O conhecimento da doença e do seu tratamento, apesar de ser o primeiro passo, não implica necessariamente adesão, pois requer mudanças de comportamentos que muitas vezes só são conseguidas a médio ou longo prazo. Toda atividade educacional deve estar voltada para o autocuidado.

O trabalho em grupos de pacientes e equipe de saúde é útil por propiciar troca de informações, favorecer esclarecimentos de dúvidas e atenuar ansiedades, pela convivência com problemas semelhantes.

ABORDAGEM NA PRÉ-CONCEPÇÃO

De preferência, as mulheres que desejam engravidar devem ser avaliadas para conhecer sua pressão arterial prévia, e, se hipertensa, avaliar sua severidade, possíveis causas secundárias (sobretudo feocromocitoma), presença de lesão de órgão-alvo e planejar estratégias de tratamento.

Nas mulheres hipertensas que desejam engravidar, é fundamental que se avaliem as drogas que estão sendo utilizadas, e, caso necessário, que se faça a troca por aquela que é reconhecidamente segura para o feto e a gestante, como metildopa e betabloqueadores. Inibidores da ECA devem ser suspensos logo que a gravidez for confirmada.

As mulheres, com doença renal progressiva, devem ser aconselhadas e encorajadas a ter o número de filhos que deseje enquanto sua função renal estiver relativamente preservada.

Insuficiência renal leve com creatinina sérica igual ou menor que 1,4mg/dl tem efeitos mínimos sobre o feto e função renal subjacente, geralmente, não piora durante a gestação. Todavia, moderada e severa insuficiência renal na gestação pode acelerar a hipertensão e a doença subjacente e reduz, notadamente, a sobrevida fetal.

TRATAMENTO DA HIPERTENSÃO ARTERIAL DURANTE A LACTAÇÃO

Mães hipertensas podem amamentar normalmente com segurança, desde que se tenham cuidados e condutas especiais.

Todavia, as drogas anti-hipertensivas estudadas são excretadas pelo leite humano; sendo assim, mulheres hipertensas no estágio 1 e que desejem amamentar por alguns meses podem suspender a medicação anti-hipertensiva com cuidadoso monitoramento da pressão arterial e reinstituir a medicação logo que suspender o período de amamentação.

Nenhum efeito adverso de curto prazo foi descrito quanto à exposição ao metildopa, hidralazina, propanolol e labetalol, que são os preferidos se houver indicação de betabloqueadores. Diuréticos podem reduzir o volume de leite ou até suprimir a lactação.

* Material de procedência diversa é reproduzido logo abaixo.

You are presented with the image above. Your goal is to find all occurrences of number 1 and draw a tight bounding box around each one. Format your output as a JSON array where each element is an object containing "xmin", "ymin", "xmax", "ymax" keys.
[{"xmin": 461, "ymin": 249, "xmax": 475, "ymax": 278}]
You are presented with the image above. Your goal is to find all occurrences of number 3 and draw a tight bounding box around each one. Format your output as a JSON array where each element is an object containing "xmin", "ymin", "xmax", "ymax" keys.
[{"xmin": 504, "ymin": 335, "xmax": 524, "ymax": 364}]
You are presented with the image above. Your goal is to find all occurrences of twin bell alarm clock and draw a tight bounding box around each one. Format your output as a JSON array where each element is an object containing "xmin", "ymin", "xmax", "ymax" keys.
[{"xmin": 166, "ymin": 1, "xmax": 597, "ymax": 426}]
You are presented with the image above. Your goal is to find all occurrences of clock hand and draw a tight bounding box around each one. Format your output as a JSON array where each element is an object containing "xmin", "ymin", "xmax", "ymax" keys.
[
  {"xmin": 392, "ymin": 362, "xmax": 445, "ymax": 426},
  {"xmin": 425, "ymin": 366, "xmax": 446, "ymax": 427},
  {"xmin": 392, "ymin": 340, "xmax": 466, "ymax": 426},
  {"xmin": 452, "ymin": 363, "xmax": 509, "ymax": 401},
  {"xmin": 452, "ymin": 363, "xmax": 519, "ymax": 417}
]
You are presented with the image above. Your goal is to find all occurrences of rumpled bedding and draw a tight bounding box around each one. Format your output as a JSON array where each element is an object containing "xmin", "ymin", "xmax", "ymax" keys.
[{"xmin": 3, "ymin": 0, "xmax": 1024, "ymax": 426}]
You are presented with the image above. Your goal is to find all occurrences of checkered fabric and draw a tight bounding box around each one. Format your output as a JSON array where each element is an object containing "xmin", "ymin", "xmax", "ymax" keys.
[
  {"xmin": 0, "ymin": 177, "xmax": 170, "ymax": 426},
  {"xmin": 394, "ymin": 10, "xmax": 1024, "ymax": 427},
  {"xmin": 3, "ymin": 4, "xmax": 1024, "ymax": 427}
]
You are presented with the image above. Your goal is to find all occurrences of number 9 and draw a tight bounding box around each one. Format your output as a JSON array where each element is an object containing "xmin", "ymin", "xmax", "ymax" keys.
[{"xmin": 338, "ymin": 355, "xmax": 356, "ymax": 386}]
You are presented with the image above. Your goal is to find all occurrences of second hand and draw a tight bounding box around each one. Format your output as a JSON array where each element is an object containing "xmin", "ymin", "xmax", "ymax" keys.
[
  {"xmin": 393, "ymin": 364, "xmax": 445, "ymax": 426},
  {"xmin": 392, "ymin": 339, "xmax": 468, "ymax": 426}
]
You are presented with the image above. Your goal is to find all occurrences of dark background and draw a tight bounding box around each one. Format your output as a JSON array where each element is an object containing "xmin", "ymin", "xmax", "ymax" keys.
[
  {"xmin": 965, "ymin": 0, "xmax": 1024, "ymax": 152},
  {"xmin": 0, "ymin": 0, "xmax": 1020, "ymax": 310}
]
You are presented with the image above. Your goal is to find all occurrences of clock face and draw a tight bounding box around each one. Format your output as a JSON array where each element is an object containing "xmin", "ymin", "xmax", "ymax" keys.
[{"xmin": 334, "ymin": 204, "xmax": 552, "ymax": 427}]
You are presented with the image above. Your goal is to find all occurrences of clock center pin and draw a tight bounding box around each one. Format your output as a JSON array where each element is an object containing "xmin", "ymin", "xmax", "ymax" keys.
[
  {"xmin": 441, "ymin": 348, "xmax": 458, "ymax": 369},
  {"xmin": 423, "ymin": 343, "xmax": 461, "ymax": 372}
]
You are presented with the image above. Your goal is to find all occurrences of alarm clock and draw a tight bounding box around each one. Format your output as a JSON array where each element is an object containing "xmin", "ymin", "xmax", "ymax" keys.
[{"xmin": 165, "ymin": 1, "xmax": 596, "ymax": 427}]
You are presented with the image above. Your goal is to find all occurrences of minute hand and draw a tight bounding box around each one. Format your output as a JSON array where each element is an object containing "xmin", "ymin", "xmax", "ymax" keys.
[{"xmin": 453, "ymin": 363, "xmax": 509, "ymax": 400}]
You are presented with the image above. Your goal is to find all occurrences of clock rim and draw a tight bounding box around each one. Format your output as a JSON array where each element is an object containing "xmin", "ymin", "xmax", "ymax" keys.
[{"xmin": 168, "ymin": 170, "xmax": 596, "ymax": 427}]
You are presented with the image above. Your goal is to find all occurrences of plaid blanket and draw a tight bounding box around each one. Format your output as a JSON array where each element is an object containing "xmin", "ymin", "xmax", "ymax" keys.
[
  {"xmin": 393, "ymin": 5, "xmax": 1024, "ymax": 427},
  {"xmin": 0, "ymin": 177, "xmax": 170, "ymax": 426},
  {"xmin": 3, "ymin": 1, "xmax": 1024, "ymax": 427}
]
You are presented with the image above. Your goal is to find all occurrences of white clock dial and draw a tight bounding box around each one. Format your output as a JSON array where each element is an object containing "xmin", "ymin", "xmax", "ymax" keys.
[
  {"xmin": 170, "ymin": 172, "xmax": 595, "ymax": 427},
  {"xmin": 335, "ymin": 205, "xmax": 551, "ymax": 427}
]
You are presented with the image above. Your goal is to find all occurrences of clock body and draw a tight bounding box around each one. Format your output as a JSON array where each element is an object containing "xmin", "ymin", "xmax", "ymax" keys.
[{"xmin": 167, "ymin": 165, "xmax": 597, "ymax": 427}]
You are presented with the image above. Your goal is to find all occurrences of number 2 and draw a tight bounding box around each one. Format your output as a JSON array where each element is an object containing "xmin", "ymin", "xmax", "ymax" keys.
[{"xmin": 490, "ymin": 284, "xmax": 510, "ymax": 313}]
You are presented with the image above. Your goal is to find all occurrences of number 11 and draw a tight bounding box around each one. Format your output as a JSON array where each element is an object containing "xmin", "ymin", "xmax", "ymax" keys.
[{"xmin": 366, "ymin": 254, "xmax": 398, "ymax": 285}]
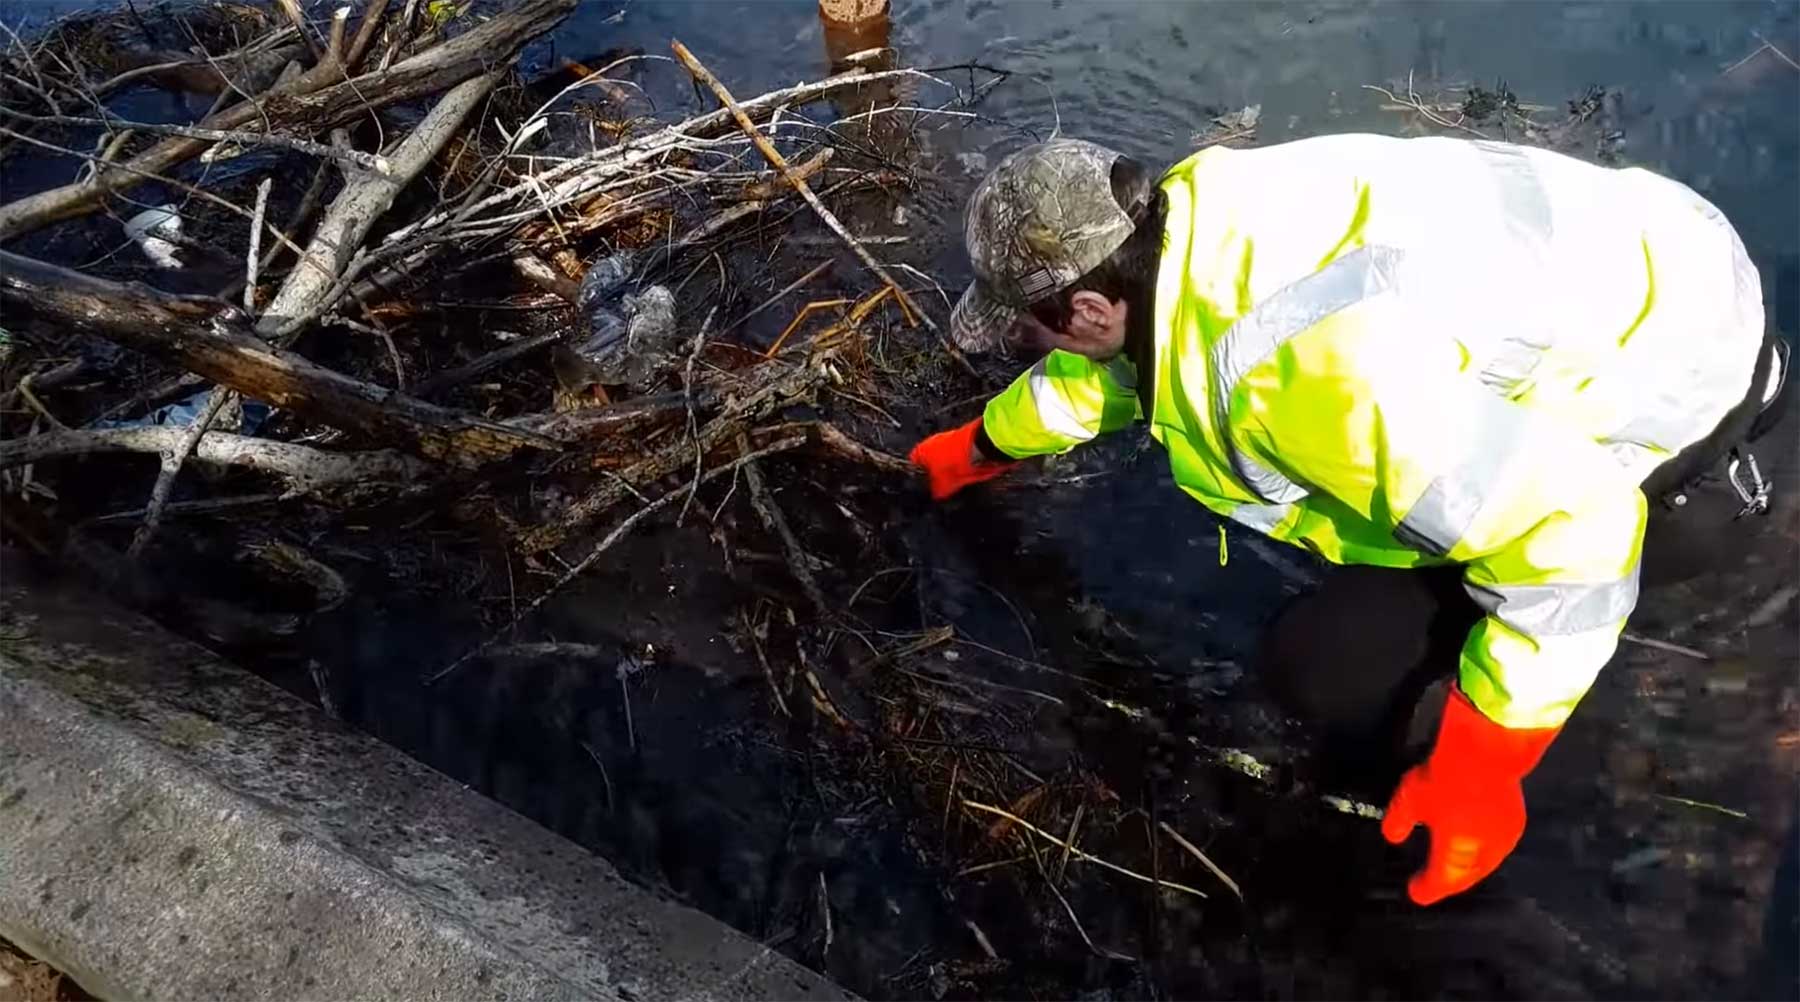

A mãe hipertensa que amamenta e a criança amamentada no peito devem ser monitoradas para prevenir potenciais efeitos adversos.

HIPERTENSÃO RECORRENTE

A hipertensão recorre em larga proporção (20% a 50%) nas gestações subsequentes. Os fatores de risco são:

• Aparecimento de hipertensão arterial logo na primeira gestação;

• História de hipertensão arterial crônica;

• Hipertensão persistente após cinco semanas pós-parto;

• Elevação precoce da pressão na gravidez.

Mulheres que tiveram pré-eclâmpsia têm maior tendência para desenvolver hipertensão arterial do que as que tiveram gestação como normotensas.